Non Verbal Communication

This chapter serves as a brief introduction to the main scientific theories and academic researchers involved in the study of non-verbal communication.

There are two main schools of thought that govern all fields of modern science: the naturalistic approach and the constructivist approach, which can both take on several forms.

 

The naturalistic or classical approaches

In this paradigm, emotions as well as how they are expressed are understood as universal objects. They are measurable and can be studied as existing events in their own right. They are thought to be invariable no matter the culture in which they are studied. They are innate and universally identical in their expression and meaning.

 

The main theories and academic researchers within the naturalistic or classical school of non-verbal communication are:

In the 19th century, C. Darwin and A. Charma are the first to declare gestures and facial expressions as subjects of academic importance with their own particular meaning. 

C. Darwin defined and described primary emotions in his theory of evolution. According to him, emotional expression is identifiable and can sometimes be the same for man and animal.
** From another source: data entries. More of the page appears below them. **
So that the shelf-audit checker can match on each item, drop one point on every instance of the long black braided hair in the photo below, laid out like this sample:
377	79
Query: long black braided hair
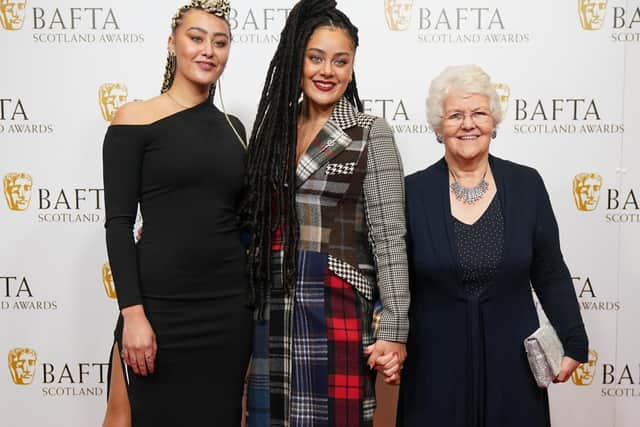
270	201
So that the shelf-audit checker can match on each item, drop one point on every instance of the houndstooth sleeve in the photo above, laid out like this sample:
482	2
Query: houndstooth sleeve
384	205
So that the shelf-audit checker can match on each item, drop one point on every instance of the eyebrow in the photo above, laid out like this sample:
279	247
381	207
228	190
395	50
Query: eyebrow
202	30
315	49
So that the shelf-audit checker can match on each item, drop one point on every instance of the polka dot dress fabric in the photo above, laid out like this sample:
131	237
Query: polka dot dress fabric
480	247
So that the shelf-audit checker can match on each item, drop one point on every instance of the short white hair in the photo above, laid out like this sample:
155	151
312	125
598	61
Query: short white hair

P. Ekman, academic researcher and psychologist, has developed the “FACS” method to identify emotions in adherence with the evolutionary theory. According to him, emotions are universal and determined by biology. FACS is an ethogram focusing on facial expressions. Although it has provoked much debate within the constructivist schools of anthropology and social psychology, his theories are very popular and have been adapted to television shows such as « Lie to me ».

 

The constructivist approaches

Constructivist theory is based on the idea that our perception of the world and reality are the result of interaction between the human mind and its environment. According to this school of thought, reality is perceived and therefore not objective. Cognition, emotion, and non-verbal communication are a product of culture. The constructivist approach is no less measurable than the classical approach. It adds an extra dimension by requiring one to consider the context in order to understand the motivations and intentions that are expressed in verbal and non-verbal attitudes.

 

R. Birdwhistell and Kinesics: from 1950 onwards, he donated his time to demonstrating the importance of itching and body movements as elements of their own particular language. These « Kinemes » are the equivalent of words for spoken languages. It is the first research to interpret movement in general as a true vector of communication: a language.

 

Edward Hall (1914-2009), demonstrates that different types of cultural contexts shape communication. His research focused on the notions of time and space in human communication and created the fundamental notion of proxemy upon which the Biosystemics method in non-verbal behaviour analysis is based.

 

Paul Watzlawick (1921-2007), psychologist and human communication theorist demonstrates the effect of retroaction or feedback within the context of interpersonal interaction. In order to understand oneself, it is imperative to understand others and vice versa. He defined and invented the notion of “Pragmatics of communication”, alongside Bateson.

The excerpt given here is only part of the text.